My first grandchild, Bradley, went off to Kindergarten on Monday—his first day of real school. A preschool veteran, Bradley was excited about this new experience, especially the part where he got to bring his brand new Superman backpack. His dad and mom escorted him into the classroom, cameras flashing, and I got to greet him when he came walking out at the end of the school day. He looked happy, proud, and excited about the whole experience.
I’m not sure he fully understood he’d be doing this nearly every day for the rest of his youthful life…
Bradley’s first day brought back memories of my first day. I remember being terrified when my mother left me at Kindergarten. Mom says I “cried a little.” No wonder. She had just abandoned me in a room full of strange kids and a woman I’d never seen before named Miss Hequembourg. I was certain she was never coming back and all the coloring and easel painting in the world didn’t relieve my fears of this new experience.
At least for the first few minutes.
Apparently I came bounding out of the classroom and told my mom, “That was fun!” after she’d spent the last couple of hours worrying about me. Then I asked her if she knew what a “lavatory” was.
After one day of school, I already thought I was smarter than she was.
My dad, according to my grandmother, really had a hard time on that first day of kindergarten. My grandmother had walked him to school, escorted him into the classroom, and returned home, thinking “Little Eddie” would be fine. But moments later my dad slipped out the classroom door, followed her home, and hid under the front porch until he saw the other kids coming home from school. He got away with this for nearly two weeks, until the principal called asking where “Little Eddie” was.
I’m sure I would have done the same thing if I’d had a porch to hide under.

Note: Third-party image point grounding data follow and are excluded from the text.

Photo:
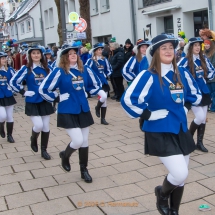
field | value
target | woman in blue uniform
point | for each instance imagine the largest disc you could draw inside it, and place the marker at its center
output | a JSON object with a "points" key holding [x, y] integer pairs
{"points": [[36, 107], [103, 70], [201, 69], [161, 97], [7, 100], [73, 80], [132, 68]]}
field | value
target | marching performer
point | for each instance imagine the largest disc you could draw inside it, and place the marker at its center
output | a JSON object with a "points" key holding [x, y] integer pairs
{"points": [[132, 67], [7, 100], [73, 112], [161, 97], [36, 107], [102, 68], [201, 69]]}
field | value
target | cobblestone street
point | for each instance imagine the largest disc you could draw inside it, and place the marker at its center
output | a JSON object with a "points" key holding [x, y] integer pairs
{"points": [[123, 177]]}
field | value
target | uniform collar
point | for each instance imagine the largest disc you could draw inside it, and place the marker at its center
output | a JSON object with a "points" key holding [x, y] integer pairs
{"points": [[195, 57], [165, 68]]}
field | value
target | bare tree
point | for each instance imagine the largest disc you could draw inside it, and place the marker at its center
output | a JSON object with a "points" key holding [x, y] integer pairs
{"points": [[85, 14]]}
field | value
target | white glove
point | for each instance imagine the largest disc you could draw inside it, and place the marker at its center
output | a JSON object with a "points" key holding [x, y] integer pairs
{"points": [[29, 93], [158, 114], [64, 97]]}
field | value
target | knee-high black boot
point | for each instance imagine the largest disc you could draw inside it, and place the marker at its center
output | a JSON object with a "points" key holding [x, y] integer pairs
{"points": [[44, 145], [175, 200], [34, 137], [103, 114], [9, 126], [200, 135], [98, 107], [193, 127], [2, 132], [65, 155], [83, 161], [163, 193]]}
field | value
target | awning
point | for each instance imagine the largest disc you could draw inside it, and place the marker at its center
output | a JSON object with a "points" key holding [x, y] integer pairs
{"points": [[161, 10], [29, 40]]}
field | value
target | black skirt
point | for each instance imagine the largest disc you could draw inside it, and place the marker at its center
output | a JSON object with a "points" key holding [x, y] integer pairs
{"points": [[82, 120], [167, 144], [7, 101], [206, 100], [43, 108], [106, 87]]}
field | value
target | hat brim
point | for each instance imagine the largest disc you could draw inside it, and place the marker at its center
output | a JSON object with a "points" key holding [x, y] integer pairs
{"points": [[155, 46]]}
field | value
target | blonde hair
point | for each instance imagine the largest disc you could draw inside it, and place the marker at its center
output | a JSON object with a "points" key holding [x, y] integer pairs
{"points": [[65, 64]]}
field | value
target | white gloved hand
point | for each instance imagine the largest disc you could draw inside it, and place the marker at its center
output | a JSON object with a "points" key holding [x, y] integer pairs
{"points": [[158, 114], [64, 97], [29, 93]]}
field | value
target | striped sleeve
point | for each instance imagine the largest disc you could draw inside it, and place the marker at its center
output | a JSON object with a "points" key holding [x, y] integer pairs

My husband Tom says he doesn’t remember much about kindergarten. Just that there was something called “Nap Time.” He must have learned the alphabet and how to color, but all he remembers is that he had to take a nap.
He really nailed that skill.
When my first born went to school his first day, I remember hanging around the Vista Grande school yard for quite a while, not ready to cut the cord and leave my son. I arrived to pick him up a half an hour early, just to make sure he knew I hadn’t abandoned him, like my mother had me.
But he was smiling broadly, carrying some art work that I’m sure I displayed on the refrigerator until it disintegrated. Like his father, he doesn’t remember that day either, but I do. He liked his teacher, he’d made a new friend (Grady), and he’d taken the first step toward independence.
Of course, he was surprised to find out he had to go back to school the next day. I didn’t have the heart to tell him he’d be going for the rest of his youthful life.
I was afraid he might run home and hide under the porch.